Юлиус не помнил себя от счастья: на небе занималась заря, а в сердце его царствовала Христина. Самуил казался ему сегодня еще умнее, интереснее, глубокомысленнее и веселее, чем обычно. Его речи только усиливали впечатление, которое производила на Юлиуса красота природы, и обостряли радость от предвкушения встречи с Христиной. Самуил являлся как бы переводчиком на человеческий язык всех душевных ощущений Юлиуса. Так они доехали до Неккарштейнаха.
Приятели говорили про университет, про науку и про удовольствия, говорили про Германию и про независимость. У Юлиуса была благородная натура, и он чувствовал себя искренно счастливым, что храбро рисковал жизнью за святые убеждения, которые были ему так дороги. Одним словом, разговор шел обо всем, кроме Христины. Самуил не говорил о ней, быть может, оттого, что совсем о ней не думал, а Юлиус – оттого, что только и думал о ней одной. Самуил первым произнес ее имя.
– Постой, – обратился он вдруг к Юлиусу, – а что же ты везешь с собой?
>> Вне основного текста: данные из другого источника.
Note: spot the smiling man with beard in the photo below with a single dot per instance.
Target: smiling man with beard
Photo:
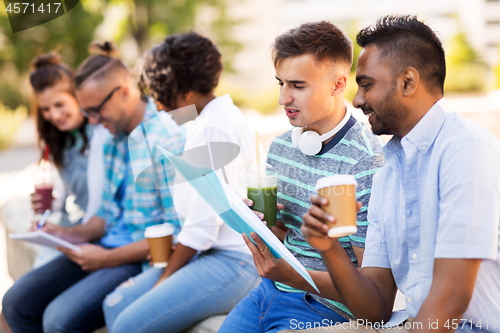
(312, 63)
(435, 207)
– В каком смысле – что я везу?
– Как! Разве ты не купил какой-нибудь подарок для Христины?
– Неужели ты думаешь, что она приняла бы подарок? Уж не равняешь ли ты ее с какой-нибудь Лоттой?
– Вздор! Даже одна королева поговаривала, что все зависит от ценности подарка… Но подумал ли ты хотя бы о ее отце? Вот бы привезти ему какую-нибудь редкую книгу о ботанике! Например, издание Линнея с гравюрами. У Штейнбаха есть в продаже роскошные экземпляры…
– Дурак я, дурак! Я об отце и не думал совсем, – простодушно сознался Юлиус.
– Досадное упущение, – покачал головой Самуил, – но ты наверняка не забыл о том милом мальчике, с которым все время возится Христина. Ты, наверно, купил ему какую-нибудь нюрнбергскую игрушку – их так любят все немецкие детишки от пяти до десяти лет. Помнишь, мы вместе любовались какой-то охотой на кабана, что ли? Такая тонкая резьба по дереву, там была целая деревня, а у его кабаньего сиятельства везде были прицеплены судьи, учителя, мещане: на хвосте, на ушах, на щетине… Даже мы, глядя на это, чуть не лопнули от смеха – мы, взрослые! Держу пари, что ты купил именно эту игрушку! Действительно, вещица просто восторг! И, пожалуй, ты прав, Христина еще больше оценит подарок ребенку: она увидит в этом деликатную щедрость с твоей стороны, да! Подарок Лотарио – вдвойне подарок для Христины.
– Зачем ты говоришь мне это, когда уже так поздно? – воскликнул Юлиус и повернул обратно, в Гейдельберг.
– Стой! – крикнул ему Самуил. – Тебе незачем ехать в Гейдельберг за книгой и за игрушкой: и то и другое здесь.
– Каким образом?
– Очень просто: у меня в чемодане.
– О! Как я тебе благодарен! – сказал Юлиус. – Ты просто чудо!